Convoy to the Sea

My notes are in storage, and my memory is fading, so now that I have the ability to write again I want to take a stab at a fantastic experience that we had last March.

There are so many amazing ceremonies in Bali to behold throughout the year. Probably our favorite occurs every March, called Nyepi, the “day of silence”. It’s perhaps best known for the monstrous ogoh-ogoh figures that are wildly paraded around the night before. But as with many ceremonies, there are varied parts to this event which occur over several days. We witnessed some of the rituals during our first Nyepi, and were appropriately wowed. But a friend advised us next time to try to witness the ceremony that initiates Nyepi, called Melasti. This ritual aims to purify sacred objects from the village temples, and to acquire sacred water from the ocean. It is performed 3-4 days before the day of silence at various Pura Segara, or temple by the sea, found all around the perimeter of the island.

We were in luck this year because we lived on the compound of Bapak Ketut, a respected figure in our village, and one who helps organize the village events. Our only requirement other than dressing the part was that we awake early enough to join the village convoy. At 4:30 that morning, the hundreds of villagers of Nyuh Kuning began gathering at the sacred banyan tree, and by 5:00 we were all off. On motorbike, in the thick of things, we were surrounded by scores of cars, motorbikes, and open trucks packed tight with villagers, sacred objects, musical instruments, food, cooking supplies, ornaments and varied equipment.

As we passed through the many villages during this hour-plus convoy, I began to understand the organizational complexity of what was happening. Our lengthy stampede had the right of way the entire ride to the sea, as local officials held back cross-traffic and excited onlookers at every intersection, aided by members of our village. In fact, this set up a funny recurrence of our waving to those we knew as they stood beside their motorcycles helping -only to see them again at the next village, doing the same thing. We never saw them catch up and pass us, and in fact it seemed impossible that they could do so so quickly. That’s so Bali!

But even more impressive was how organized the island was on this day as a whole. We were just one of thousands of villages across the island taking part in this seaside ritual. Each was apparently granted a specific time for transport to a specific part of the coast, for a specific amount of time. There are nearly 4 million inhabitants of this small island, and most all made their way to the sea during this 2 day period. The planning and execution for this ceremony was indeed evident and impressive.

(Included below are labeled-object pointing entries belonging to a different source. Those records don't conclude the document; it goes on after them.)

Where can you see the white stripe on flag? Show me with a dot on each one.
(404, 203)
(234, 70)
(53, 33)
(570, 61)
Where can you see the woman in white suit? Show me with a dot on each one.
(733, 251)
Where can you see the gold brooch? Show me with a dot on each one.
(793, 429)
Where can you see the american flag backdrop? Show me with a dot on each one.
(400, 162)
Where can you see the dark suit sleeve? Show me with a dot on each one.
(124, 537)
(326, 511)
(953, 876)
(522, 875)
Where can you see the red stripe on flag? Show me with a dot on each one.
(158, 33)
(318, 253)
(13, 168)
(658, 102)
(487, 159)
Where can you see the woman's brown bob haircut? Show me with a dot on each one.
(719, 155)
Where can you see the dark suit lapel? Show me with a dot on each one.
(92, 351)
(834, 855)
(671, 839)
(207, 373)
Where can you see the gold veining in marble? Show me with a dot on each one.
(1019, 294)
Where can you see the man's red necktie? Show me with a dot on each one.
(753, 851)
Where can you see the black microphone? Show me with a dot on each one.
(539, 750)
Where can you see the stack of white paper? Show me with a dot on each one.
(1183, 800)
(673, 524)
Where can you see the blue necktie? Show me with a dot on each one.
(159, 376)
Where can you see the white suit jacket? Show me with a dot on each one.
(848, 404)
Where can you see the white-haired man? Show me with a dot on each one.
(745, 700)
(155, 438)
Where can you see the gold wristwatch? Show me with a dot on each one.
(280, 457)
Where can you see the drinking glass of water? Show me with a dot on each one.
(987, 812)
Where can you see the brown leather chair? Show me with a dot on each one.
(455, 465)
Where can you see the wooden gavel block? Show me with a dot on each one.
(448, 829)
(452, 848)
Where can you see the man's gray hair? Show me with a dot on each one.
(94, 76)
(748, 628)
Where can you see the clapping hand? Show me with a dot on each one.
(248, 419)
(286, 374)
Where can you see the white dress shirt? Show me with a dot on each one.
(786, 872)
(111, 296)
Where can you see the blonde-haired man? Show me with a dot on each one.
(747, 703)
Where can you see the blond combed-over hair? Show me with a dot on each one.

The scene at the coast revealed the sheer number of people involved and the limited coastal space available. Once there, we immediately lost track of which clan was ours but did our best to follow the masses, hopefully to the right place. Hordes of villagers were leaving as others were arriving. Squeezed in tightly, we slowly walked past lines of even slower moving trucks that were packed with people and components while varied gamelon orchestras played near and far and ornate banners flew and colorful parasols appeared. It was a gorgeous, sunny day.

Once we found our particular village spot, we were surprised at how much was already set up. A long and impressive line of bamboo and grass display tables and offerings stood standing, and tons of food was cooking. Most everyone wore white. This scene unfolded in both directions along the coast for as far as we could see, as other villages were doing as we were. It wasn’t clear where ours ended and theirs began. Hundreds of worshipers sat in the hot sun, while others busily scampered about to and fro. Incense burned, flags waved, music chimed. The high priest of Nyuh Kuning sat in his private bale, going through his own slow ritual of changing clothes and tossing flowers and ringing his small bell. There was a lot of collective prayer: hundreds of villagers sat on the ground in rows, raising flowers to their heads in unison before getting doused with sacred water. There was a lot of just sitting around too, plates of food on laps, or doing nothing in particular. Men gathered together and smoked cigarettes, laughed, people-watched, or looked bored behind ubiquitous sunglasses. There certainly was not a sense of being rushed.

Toward the end, women gathered together carrying tall, arched bamboo penjor-like poles and parasols, and carefully stepped down the rocky embankment to the beach sand, to dip the bottom tips into the ocean. This was followed by the significant closing procession along the water’s edge, of varied sacred artifacts brought from our village, carried by select village members and officials. These were spectacular sights, as was the entire event.

After maybe 4-5 hours, we followed the cue of others and joined in a long, slow, and festive walk back to the street where our vehicles and motorbikes were parked, passing members of other villages just arriving for their own festivities, like clockwork.